Quatre exécutions en moins de 48 heures
Au matin du mardi 31 mars 2026, deux prisonniers politiques ont été exécutés par les autorités iraniennes : Babak Alipour, 34 ans, diplômé en droit, et Pouya Ghobadi Bistouni, 34 ans, ingénieur électricien. Tous deux avaient été condamnés à mort en raison de leur affiliation présumée à l’Organisation des Moudjahidine du Peuple d’Iran (OMPI).
Ces exécutions font suite à celles, la veille, d’Akbar (Shahrokh) Daneshvarkar, 58 ans, et de Seyed Mohammad Taghavi, 59 ans. En l’espace de deux jours, quatre prisonniers d’opinion ont ainsi été mis à mort.
Un raid violent à la prison de Ghezel Hesar
Selon des informations concordantes, ces exécutions ont été précédées par une opération particulièrement violente menée dimanche soir dans le quartier 4 de la prison de Ghezel Hesar, à Karaj, où sont détenus des prisonniers politiques.
Des membres des forces spéciales et des agents de sécurité ont fait irruption dans les cellules sans préavis. Plusieurs détenus auraient été violemment battus, puis extraits de force et transférés vers des lieux inconnus ou placés à l’isolement. C’est dans ce contexte que les quatre prisonniers exécutés ont été emmenés.
Deux prisonniers portés disparus et en danger imminent
Une inquiétude majeure subsiste pour deux autres prisonniers issus du même groupe, également transférés lors de ce raid : Vahid Beni-Amerian, 33 ans, et Abolhassan Montazer, 66 ans.
Depuis leur transfert, leurs familles sont sans nouvelles.
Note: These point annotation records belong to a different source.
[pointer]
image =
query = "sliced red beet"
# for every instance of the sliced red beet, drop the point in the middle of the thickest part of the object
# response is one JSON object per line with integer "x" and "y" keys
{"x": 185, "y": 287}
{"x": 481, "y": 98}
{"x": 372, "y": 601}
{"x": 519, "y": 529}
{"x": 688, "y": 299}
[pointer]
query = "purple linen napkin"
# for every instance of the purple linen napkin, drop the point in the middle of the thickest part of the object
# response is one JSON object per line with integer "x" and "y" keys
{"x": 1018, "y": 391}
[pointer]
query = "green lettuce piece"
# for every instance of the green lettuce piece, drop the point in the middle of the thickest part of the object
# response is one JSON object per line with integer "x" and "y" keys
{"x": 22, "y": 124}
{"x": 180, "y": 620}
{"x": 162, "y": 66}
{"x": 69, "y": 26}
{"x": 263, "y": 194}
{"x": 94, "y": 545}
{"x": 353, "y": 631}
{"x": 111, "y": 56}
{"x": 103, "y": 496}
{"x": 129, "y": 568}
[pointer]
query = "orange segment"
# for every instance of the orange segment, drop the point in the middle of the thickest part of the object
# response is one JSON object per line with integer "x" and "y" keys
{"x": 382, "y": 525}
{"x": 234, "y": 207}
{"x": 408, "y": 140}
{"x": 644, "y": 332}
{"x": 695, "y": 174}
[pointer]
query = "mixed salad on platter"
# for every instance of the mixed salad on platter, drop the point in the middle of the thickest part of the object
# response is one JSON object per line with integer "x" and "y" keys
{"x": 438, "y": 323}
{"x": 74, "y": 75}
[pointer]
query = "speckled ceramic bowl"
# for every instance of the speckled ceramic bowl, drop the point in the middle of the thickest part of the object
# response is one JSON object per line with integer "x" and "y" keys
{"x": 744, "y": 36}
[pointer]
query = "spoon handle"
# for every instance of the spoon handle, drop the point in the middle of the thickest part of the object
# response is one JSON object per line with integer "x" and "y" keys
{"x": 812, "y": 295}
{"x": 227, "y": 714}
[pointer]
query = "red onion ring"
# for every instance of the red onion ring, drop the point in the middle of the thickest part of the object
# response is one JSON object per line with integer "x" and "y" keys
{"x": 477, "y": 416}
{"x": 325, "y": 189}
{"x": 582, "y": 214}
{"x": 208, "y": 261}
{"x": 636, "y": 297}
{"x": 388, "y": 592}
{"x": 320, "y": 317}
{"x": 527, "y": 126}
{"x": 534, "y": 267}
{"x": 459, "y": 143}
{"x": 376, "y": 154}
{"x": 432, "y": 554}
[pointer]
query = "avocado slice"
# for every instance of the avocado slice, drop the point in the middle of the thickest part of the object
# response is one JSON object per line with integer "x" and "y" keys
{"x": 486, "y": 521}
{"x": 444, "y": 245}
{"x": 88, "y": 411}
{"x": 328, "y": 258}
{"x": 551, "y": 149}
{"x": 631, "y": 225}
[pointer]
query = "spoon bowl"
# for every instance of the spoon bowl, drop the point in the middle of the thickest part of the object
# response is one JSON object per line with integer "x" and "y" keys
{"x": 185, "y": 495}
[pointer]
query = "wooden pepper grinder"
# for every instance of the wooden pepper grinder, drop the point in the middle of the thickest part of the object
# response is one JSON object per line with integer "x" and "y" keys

Dans le système carcéral iranien, ce type de disparition après des violences est souvent considéré comme un signe avant-coureur d’exécution imminente. Leur état de santé suscite une préoccupation supplémentaire : Vahid Beni-Amerian serait privé de soins médicaux, tandis qu’Abolhassan Montazer souffre de pathologies graves.
Appel urgent à la mobilisation internationale
Face à cette situation, un appel est lancé aux Nations Unies, à l’Union européenne et à l’ensemble des gouvernements démocratiques pour intervenir sans délai. Il faut impérativement exiger des autorités iraniennes des informations sur le lieu de détention des prisonniers disparus ; garantir leur accès à des soins médicaux ; et faire pression pour mettre un terme aux exécutions de prisonniers politiques.
Dans un contexte de répression accrue, chaque réaction internationale est déterminante pour tenter de protéger les vies menacées.